Savoura : une histoire de saveur depuis 30 ans

Il y a maintenant 30 ans que les tomates cultivées en serre de la marque Savoura occupent une place de choix sur la table des foyers du Québec. Après trois décennies, la compagnie se classe parmi les plus importants producteurs de tomates cultivées autant en régie conventionnelle que biologiques avec 10 complexes serricoles répartis à travers le Québec. L’équipe de direction est déterminée à conserver et développer cette relation avec sa clientèle. Entretien avec trois membres de la direction de l’entreprise.

Quel portrait faites-vous de l’entreprise depuis votre arrivée en poste et quels sont vos défis?

Le nouveau PDG, Luc Prévost, est installé aux commandes de l’entreprise depuis quelques mois.
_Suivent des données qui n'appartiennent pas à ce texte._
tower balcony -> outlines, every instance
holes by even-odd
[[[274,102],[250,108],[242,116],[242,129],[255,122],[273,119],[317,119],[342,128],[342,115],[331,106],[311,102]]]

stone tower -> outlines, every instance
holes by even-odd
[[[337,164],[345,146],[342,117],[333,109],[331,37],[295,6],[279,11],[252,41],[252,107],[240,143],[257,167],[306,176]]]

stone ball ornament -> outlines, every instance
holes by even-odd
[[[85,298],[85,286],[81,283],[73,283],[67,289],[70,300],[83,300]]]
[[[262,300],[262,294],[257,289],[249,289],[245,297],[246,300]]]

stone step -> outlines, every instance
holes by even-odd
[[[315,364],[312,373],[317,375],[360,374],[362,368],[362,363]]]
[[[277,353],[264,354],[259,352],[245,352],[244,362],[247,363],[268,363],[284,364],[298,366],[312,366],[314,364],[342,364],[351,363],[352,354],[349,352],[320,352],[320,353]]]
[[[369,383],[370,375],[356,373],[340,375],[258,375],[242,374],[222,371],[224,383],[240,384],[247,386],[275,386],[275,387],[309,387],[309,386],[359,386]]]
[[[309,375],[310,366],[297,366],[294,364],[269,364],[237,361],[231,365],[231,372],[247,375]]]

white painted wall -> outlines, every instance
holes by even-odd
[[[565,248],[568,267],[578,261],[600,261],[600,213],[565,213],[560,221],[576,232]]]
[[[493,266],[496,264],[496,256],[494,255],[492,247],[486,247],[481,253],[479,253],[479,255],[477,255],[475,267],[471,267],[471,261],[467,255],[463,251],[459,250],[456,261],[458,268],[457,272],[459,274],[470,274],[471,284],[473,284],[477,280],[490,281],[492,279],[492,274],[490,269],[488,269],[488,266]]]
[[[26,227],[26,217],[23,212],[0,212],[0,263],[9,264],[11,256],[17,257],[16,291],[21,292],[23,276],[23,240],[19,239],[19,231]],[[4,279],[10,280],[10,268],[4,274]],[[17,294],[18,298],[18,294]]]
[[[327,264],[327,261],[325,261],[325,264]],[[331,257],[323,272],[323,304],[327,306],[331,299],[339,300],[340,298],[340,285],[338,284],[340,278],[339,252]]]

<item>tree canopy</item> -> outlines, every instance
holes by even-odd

Luc Prévost – Évidemment, avant d’arriver, je savais que Savoura était une entreprise dynamique reconnue et appréciée par plusieurs générations de consommateurs. Depuis mon arrivée en poste, j’ai pris le temps de me familiariser avec le fonctionnement de l’entreprise et c’est ainsi que j’ai découvert à quel point il existe une grande flexibilité au sein de nos équipes pour relever les défis qui nous attendent. Nous nous trouvons dans un contexte très concurrentiel surtout avec la guerre commerciale lancée par nos voisins qui a bouleversé le marché. Mais il y a encore de nombreuses opportunités, de belles percées à réaliser. Et c’est dans cet objectif que nous développons une nouvelle stratégie. Nous travaillons à moderniser notre image de marque, à développer de nouvelles façons d’offrir nos produits aux consommateurs, par exemple avec de nouveaux emballages, en proposant des façons d’apprêter nos produits et aussi en diversifiant notre offre aux consommateurs. Tout ça, en nous assurant de conserver nos standards de qualité et en travaillant à être toujours plus performants. 

Savoura emploie environ 450 travailleurs qui sont répartis dans plusieurs régions, ce qui représente un défi de gestion. Comment y parvenez-vous?

Julie Gamache, vice-présidente Ressources humaines

Julie Gamache – Il faut d’abord rappeler que dans nos 10 complexes serricoles, plus de 80 % de notre main-d’œuvre est composée de travailleurs étrangers. L’intégration de ces travailleurs est l’un des défis que l’entreprise a relevé au fil des décennies pour faire en sorte que ces employés se sentent bien avec nous, qu’ils apprécient travailler pour nous. Évidemment, ça vaut aussi pour les travailleurs québécois, qu’ils soient dans les serres comme dans les services administratifs. Notre objectif est de faciliter l’intégration des travailleurs en maintenant une communication constante avec eux. C’est pourquoi ces employés sont formés et accompagnés non seulement sur leur lieu de travail, mais à tous moments dans leur quotidien. En fait, nous insistons pour montrer que leur travail a un sens, parce que notre réussite dépend de la réussite de ceux qui nous entourent.

Quelles sont vos priorités concernant la production et qu’en est-il de l’intégration des nouvelles technologies?

Richard Dorval, vice-président Production

Richard Dorval – Chaque année, nous changeons de variétés de tomate. Nous sommes donc toujours à la recherche de nouvelles variétés qui soient résistantes aux maladies et surtout, qui soient savoureuses. Nous sélectionnons des variétés qui offrent de bons rendements et qui sont à la hauteur de notre réputation. Pour être une tomate Savoura, elle doit être… savoureuse. L’automatisation des opérations, la robotisation, l’intégration de l’Intelligence artificielle dans le contrôle de la température dans les serres dans un contexte de changements climatiques, tout cela figure au nombre des avancées technologiques qui sont en déploiement dans l’entreprise. D’ailleurs plusieurs seront mises à l’essai au cours des prochains mois. On peut dire qu’en plus de son expertise et de son savoir-faire, nos équipes mettent la technologie au service de la culture des saveurs.